RAPID CITY, S.D. (KELO) — The issue of Missing and Murdered Indigenous People is not just a tribal issue, but extends to county, municipal, state, and federal jurisdictions. That’s why the Department of Justice created the Not Invisible Act Commission to better address the crisis across all levels.
In 2021, the Department of Justice contacted Rapid City Police Chief Don Hedrick to see if he was interested in being a part of a commission working to improve resources and communications to address the Missing and Murdered Indigenous Persons (MMIP) crisis. He accepted, saying he felt honored to be a part of the process to help address the epidemic.
“To sum it up, the commission is looking for ways to identify issues involving victimization of Native Americans and address crime related to Native Americans,” Hedrick said.
The commission is comprised of law enforcement, like Hedrick, attorneys including Gregg Peterman, of Rapid City, tribal leaders, family and survivors directly impacted by the issue. For Hedrick, joining the commission was another way to serve the Rapid City community while working on a national issue.
“Well, the Rapid City Police Department, we serve a large portion of Native American folks here in our community.
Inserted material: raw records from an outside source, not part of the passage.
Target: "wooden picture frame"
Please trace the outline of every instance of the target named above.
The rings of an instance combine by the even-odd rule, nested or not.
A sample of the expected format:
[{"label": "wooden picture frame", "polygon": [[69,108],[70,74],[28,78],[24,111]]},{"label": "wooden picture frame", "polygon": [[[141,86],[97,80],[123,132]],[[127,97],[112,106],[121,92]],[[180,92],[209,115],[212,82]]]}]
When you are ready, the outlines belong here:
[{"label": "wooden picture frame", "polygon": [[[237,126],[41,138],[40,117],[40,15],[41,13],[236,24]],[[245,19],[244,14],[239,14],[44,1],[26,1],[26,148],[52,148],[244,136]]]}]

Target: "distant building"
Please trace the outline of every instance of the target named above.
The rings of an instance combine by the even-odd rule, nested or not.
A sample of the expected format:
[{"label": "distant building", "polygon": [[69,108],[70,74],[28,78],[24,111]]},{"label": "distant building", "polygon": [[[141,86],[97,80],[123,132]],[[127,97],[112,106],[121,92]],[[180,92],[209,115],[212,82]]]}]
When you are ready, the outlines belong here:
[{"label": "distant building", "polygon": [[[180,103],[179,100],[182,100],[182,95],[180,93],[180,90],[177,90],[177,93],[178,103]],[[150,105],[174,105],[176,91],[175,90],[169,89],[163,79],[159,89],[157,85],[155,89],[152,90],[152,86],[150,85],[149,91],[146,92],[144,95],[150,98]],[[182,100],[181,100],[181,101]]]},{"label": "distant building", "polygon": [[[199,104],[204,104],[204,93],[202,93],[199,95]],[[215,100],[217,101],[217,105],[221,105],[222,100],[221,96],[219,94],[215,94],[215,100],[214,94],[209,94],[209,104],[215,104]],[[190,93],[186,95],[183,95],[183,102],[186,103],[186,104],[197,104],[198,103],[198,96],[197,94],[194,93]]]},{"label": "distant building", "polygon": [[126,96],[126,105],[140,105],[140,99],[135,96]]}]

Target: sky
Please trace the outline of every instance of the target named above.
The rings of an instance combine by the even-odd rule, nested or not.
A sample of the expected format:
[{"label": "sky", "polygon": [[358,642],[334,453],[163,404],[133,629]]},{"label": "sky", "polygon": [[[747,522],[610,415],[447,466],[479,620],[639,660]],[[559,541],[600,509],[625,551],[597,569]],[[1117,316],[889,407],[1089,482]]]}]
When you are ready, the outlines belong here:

Some of the issues that are affecting our nation also affect us here. We do see a disproportionate victimization of our Native American population,” Hedrick explained.
Hedrick serves on two subcommittees within the group: one focusing on law enforcement and investigative resources committee and the other dealing with recruitment and retention of tribal law enforcement.
“I think what we have been doing to this point is we’ve been looking at, what are tribal entities doing in regard to recruiting and retention versus what are state and federal entities doing? What’s going well here? What can be brought to the tribal component?” Hedrick said.
Hedrick said in South Dakota, there is a well-established network of communication between law enforcement agencies across the state. He hopes the commission will not only be able to improve that communication, but help tribal law enforcement and other states improve the work they do.
“I think for us, as we identify best practices, really, creating those personal relationships so that you can communicate when you need to is going to be important,” he said. “I think it’s something that I’m going to be able to speak to, from our experience here in our community.”
One of the roadblocks in dealing with the MMIP crisis across the country is navigating the many different jurisdictions between city, county, state, federal and sovereign tribal land.
“That is one of the primary focuses of this commission is to try to identify better ways for state, federal, local tribal entities to work together better. I’m finding this is an issue in a lot of places where you just don’t have that communication or there’s jurisdictional blocks,” Hedrick said.
In South Dakota, the Attorney General’s office is working to create a position that would help navigate jurisdictions and better the communication for all law enforcement in South Dakota, whether state or tribal.